Do you ever wonder what MCMC is doing about climate change? Planting thousands of trees for carbon uptake? Like everyone, we have considered how we might change our work to minimise carbon dioxide levels. MCMC is purchasing wind generated electricity, ensuring energy efficiency is maximised and many staff ride to work (see photo of the Ride to Work Day 2007). However, our strongest impact on mitigating the effects of climate change may result from doing what we have always done: revegetation and restoration of remnants along Merri waterways.
Improving habitat corridors will strengthen the resilience capacity of the wildlife populations and help flora and fauna to survive in a rapidly changing environment.
In spring, Merri Creek parkland’s role as a habitat corridor becomes very apparent. September saw the return of summer breeding species such as Brown and Rufous Songlarks, Cuckoos (Horsefield’s, Pallid and Fan-tailed), White-winged trillers, Rufous Whistlers and Olive-backed Orioles. Birds on passage to breeding areas further south such as the Blue-winged parrots were noticed following the open spaces. Also, inland birds seek refuge from drought during spring, including White-browed Woodswallows. We are likely to see more birds seeking areas of relatively moist environments where they can survive until conditions improve.

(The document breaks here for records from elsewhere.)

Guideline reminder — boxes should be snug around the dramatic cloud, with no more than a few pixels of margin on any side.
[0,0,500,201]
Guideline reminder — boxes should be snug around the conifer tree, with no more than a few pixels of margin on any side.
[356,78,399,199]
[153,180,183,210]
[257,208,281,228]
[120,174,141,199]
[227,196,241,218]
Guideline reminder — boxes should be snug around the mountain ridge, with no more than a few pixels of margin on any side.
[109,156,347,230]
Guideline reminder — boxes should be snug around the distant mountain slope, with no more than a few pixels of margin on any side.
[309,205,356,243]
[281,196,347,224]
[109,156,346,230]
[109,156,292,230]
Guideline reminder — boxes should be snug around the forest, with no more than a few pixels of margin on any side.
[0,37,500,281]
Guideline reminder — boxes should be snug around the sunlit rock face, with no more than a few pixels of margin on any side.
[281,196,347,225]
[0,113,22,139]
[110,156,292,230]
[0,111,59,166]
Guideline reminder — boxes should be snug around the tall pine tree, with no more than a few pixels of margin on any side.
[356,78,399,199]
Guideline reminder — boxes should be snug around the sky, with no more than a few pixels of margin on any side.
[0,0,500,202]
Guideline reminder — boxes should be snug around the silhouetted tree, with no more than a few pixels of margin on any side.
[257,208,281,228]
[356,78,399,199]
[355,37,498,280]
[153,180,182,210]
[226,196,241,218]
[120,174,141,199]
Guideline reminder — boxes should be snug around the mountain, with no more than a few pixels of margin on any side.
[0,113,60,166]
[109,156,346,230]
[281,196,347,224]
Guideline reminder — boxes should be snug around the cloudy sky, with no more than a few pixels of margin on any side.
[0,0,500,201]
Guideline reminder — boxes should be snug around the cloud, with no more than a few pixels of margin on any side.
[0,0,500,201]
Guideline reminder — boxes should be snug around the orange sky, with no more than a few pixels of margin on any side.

Along the Merri, habitat corridors are usually strengthened by establishing as much of the original vegetation cover as is practical. Habitat corridors can also be strengthened by providing habitat refuge in the urban surrounds. Consider the following to make your garden a welcoming ‘stepping stone’ for travelling wildlife:
· Migrating and vagrant wildlife are at increased risk from predators as they will be unfamiliar with safe hiding spots. Providing dense shrubberies that can provide refuge from local birds of prey is helpful for the vulnerable visitors.
· Cat containment can also make our suburbs less hostile to moving animals.
· Planting indigenous plants that foster plentiful insect life is very important. Gardens dominated by nectar-bearing Grevilleas, gums and Banksias will encourage an over-abundance of tough resident Honeyeaters that give migrant species a hard time.
Versatile indigenous species that will foster insect life and look great in the garden include Sweet Bursaria, Tree Violet and Lightwood. These also provide blossom, berries and seed in summer when migrant species are often present.
Photo: Most of the MCMC staff who rode to work on National Ride to Work Day, 17 October 2007 (four other riders are missing from the photo).